Клаудиа, или Загадка русской души. Книга вторая
Шрифт:
Солдаты успели рассыпать кучный строй, и прошипевший град раскаленных осколков выкосил лишь немногих.
– Вперед, вперед, быстрее! – кричал Аланхэ, поскольку теперь от скорости передвижения зависело очень многое, если и вообще не все.
Но русские перезаряжали очень быстро. Последовал второй, затем третий, затем четвертый залп, от которых ряды Португальского легиона становились все малочисленнее. У Аланхэ срезало султан, порвало в нескольких местах плащ, но он уже ничего не видел вокруг, кроме близкой темной линии русского редута и считал только мгновения, движения, дюймы, дабы не пропустить момента для следующей команды.

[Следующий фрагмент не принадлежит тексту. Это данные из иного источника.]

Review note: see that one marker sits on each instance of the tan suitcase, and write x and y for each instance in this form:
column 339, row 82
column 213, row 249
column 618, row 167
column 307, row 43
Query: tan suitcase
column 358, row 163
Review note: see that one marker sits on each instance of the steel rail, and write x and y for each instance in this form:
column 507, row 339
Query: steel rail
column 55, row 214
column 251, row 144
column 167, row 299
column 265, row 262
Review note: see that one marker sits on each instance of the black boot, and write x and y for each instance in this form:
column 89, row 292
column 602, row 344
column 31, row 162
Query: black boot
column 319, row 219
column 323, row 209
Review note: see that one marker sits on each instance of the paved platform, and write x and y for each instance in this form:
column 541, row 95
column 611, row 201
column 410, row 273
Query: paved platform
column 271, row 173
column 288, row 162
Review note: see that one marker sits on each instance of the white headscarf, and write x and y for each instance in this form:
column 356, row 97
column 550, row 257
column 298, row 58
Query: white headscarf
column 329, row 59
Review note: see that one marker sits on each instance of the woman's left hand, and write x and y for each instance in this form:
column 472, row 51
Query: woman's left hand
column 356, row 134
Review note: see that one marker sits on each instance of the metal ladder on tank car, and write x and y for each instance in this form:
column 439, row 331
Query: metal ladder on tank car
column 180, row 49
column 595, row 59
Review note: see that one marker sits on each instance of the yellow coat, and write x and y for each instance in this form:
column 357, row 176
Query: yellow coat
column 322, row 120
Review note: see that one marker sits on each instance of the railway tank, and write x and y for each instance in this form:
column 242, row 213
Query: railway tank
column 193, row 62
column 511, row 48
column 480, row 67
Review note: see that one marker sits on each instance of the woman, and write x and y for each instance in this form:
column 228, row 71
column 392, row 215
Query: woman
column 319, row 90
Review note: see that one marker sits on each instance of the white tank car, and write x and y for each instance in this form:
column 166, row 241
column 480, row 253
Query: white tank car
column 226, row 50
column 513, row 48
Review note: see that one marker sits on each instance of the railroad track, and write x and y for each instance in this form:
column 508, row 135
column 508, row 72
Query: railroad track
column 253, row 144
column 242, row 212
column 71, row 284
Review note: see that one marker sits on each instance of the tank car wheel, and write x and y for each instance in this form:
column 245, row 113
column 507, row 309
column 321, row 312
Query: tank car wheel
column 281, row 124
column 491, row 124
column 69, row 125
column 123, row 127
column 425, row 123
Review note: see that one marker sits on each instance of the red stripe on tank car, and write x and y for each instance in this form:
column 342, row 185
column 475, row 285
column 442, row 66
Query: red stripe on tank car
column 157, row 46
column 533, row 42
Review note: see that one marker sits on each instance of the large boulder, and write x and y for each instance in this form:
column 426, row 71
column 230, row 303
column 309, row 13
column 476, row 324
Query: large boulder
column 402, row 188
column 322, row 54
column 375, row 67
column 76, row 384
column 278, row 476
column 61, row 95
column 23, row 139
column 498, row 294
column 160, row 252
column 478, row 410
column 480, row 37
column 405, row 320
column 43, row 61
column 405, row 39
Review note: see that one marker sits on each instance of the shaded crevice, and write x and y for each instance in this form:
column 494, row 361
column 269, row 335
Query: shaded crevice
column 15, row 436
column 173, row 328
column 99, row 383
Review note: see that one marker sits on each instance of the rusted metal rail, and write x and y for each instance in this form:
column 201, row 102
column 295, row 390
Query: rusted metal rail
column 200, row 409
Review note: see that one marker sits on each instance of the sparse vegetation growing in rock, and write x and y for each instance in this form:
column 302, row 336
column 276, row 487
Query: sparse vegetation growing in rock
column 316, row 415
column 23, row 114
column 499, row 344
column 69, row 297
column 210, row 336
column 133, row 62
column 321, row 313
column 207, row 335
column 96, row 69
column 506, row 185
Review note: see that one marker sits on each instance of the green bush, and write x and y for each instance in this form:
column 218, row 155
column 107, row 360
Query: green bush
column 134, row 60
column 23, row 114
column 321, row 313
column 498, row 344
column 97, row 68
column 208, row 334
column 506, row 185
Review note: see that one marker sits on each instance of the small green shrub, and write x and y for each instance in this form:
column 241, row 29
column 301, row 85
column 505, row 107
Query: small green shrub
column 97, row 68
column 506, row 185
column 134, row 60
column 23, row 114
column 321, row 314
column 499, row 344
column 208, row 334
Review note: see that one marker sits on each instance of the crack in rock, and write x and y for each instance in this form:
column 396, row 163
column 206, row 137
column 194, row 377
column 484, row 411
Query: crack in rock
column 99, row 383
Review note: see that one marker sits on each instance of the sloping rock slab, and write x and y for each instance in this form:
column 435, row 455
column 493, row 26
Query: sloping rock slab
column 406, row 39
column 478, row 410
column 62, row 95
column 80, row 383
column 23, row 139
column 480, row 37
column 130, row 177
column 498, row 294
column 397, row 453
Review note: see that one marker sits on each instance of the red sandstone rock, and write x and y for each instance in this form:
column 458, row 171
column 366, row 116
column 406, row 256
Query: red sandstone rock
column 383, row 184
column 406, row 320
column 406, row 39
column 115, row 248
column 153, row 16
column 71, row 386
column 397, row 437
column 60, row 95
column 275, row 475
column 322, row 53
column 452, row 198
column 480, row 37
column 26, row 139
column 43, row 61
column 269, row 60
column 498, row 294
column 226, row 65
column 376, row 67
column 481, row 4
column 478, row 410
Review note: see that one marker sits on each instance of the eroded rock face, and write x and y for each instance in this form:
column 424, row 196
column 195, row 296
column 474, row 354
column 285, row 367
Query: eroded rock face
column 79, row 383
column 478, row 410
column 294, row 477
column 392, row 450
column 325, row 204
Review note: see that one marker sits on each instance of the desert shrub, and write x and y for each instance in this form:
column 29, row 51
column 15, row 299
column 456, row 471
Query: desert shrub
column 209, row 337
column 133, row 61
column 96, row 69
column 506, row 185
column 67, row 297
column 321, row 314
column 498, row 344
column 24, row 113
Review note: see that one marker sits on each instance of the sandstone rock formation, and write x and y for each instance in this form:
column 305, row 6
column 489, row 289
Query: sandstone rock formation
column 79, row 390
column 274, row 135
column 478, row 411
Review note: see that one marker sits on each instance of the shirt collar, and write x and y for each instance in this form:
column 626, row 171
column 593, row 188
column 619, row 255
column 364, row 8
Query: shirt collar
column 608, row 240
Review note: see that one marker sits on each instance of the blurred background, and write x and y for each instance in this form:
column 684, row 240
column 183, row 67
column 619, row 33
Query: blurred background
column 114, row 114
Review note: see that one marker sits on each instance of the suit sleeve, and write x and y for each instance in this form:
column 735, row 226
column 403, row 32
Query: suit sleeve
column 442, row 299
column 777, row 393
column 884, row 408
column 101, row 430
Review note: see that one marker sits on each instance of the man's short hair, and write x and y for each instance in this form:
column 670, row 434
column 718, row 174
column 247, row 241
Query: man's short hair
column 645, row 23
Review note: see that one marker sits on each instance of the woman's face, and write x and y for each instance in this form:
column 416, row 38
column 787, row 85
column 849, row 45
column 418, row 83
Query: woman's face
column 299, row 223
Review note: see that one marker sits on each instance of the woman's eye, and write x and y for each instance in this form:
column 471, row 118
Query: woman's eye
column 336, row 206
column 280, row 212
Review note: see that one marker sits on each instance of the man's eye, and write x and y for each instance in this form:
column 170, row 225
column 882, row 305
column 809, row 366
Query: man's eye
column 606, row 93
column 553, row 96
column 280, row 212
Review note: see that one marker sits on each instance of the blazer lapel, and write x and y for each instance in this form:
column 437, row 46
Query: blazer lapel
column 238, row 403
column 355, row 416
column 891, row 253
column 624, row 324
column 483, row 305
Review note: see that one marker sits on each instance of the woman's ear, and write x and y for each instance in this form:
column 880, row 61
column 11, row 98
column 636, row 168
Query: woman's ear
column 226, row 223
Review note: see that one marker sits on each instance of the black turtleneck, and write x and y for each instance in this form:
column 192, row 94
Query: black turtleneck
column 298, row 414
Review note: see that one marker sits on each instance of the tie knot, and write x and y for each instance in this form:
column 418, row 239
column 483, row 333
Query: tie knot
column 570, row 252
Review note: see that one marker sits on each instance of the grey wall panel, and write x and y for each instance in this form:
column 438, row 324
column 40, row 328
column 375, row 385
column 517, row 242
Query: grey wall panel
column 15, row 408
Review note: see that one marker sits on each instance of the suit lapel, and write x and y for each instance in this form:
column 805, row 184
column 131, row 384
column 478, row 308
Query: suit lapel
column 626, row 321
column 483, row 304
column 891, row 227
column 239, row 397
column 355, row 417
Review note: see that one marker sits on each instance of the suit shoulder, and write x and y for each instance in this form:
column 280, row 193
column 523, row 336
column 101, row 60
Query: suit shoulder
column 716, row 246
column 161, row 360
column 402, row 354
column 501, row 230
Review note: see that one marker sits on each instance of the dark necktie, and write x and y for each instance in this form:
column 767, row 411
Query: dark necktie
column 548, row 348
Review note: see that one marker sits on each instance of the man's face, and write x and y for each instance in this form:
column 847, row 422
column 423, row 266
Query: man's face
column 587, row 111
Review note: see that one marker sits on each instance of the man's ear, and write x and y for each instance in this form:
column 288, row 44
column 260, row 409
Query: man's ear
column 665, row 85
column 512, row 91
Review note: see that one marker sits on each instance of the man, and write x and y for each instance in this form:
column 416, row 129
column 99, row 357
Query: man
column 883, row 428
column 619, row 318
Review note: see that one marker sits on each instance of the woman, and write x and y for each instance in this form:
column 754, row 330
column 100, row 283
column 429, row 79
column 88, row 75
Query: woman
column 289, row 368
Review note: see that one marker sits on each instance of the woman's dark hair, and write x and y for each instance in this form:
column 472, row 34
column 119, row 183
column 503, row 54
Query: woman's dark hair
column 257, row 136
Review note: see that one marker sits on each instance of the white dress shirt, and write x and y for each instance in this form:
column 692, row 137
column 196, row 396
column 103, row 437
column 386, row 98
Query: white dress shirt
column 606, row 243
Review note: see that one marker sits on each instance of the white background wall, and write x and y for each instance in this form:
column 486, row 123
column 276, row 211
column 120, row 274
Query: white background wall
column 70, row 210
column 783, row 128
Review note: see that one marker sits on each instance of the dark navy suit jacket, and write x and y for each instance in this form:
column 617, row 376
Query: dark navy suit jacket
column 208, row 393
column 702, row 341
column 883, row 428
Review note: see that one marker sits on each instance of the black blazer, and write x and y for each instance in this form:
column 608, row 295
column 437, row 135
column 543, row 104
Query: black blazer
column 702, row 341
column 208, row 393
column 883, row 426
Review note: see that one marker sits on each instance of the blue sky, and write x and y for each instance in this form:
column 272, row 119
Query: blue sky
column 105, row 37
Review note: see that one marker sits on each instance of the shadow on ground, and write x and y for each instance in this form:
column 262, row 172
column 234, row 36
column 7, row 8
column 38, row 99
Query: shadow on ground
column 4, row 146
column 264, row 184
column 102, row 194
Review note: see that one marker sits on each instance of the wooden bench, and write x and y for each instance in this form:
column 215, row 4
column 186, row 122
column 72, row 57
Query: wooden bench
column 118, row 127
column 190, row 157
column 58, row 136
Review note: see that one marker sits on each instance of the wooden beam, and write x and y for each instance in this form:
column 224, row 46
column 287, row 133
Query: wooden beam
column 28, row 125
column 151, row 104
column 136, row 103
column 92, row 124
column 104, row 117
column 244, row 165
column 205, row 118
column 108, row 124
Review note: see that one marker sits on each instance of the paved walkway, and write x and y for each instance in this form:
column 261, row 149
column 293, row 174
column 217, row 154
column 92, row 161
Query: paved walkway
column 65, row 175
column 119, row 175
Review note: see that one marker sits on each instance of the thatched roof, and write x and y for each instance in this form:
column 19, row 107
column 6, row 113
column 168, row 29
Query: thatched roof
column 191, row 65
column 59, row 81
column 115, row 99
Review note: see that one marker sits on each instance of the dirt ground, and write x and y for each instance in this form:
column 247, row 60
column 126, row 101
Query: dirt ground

Но вот прозвучал шестой залп, и до пушек осталось не более пяти туазов.
– Сомкнись! Наддай! Штыки вперед! – закричал Аланхэ,
Но тут русские артиллеристы вдруг, бросив орудия, отбежали, а им на смену, словно из под земли выросла плотная стена егерских штыков.
Араб Аланхэ сходу напоролся на эти штыки и, страшно заржав, начал медленно запрокидываться. Аланхэ, уже стремительно взлетевший на вал, еще успел увидеть там впереди поверх русских киверов энергично вертящегося на коне и что-то кричащего с поднятой вверх шпагой русского генерала с густой черной шевелюрой, но уже в следующее мгновение какая-то неимоверная тяжесть черным облаком придавила легкое тело дона Гарсии к земле…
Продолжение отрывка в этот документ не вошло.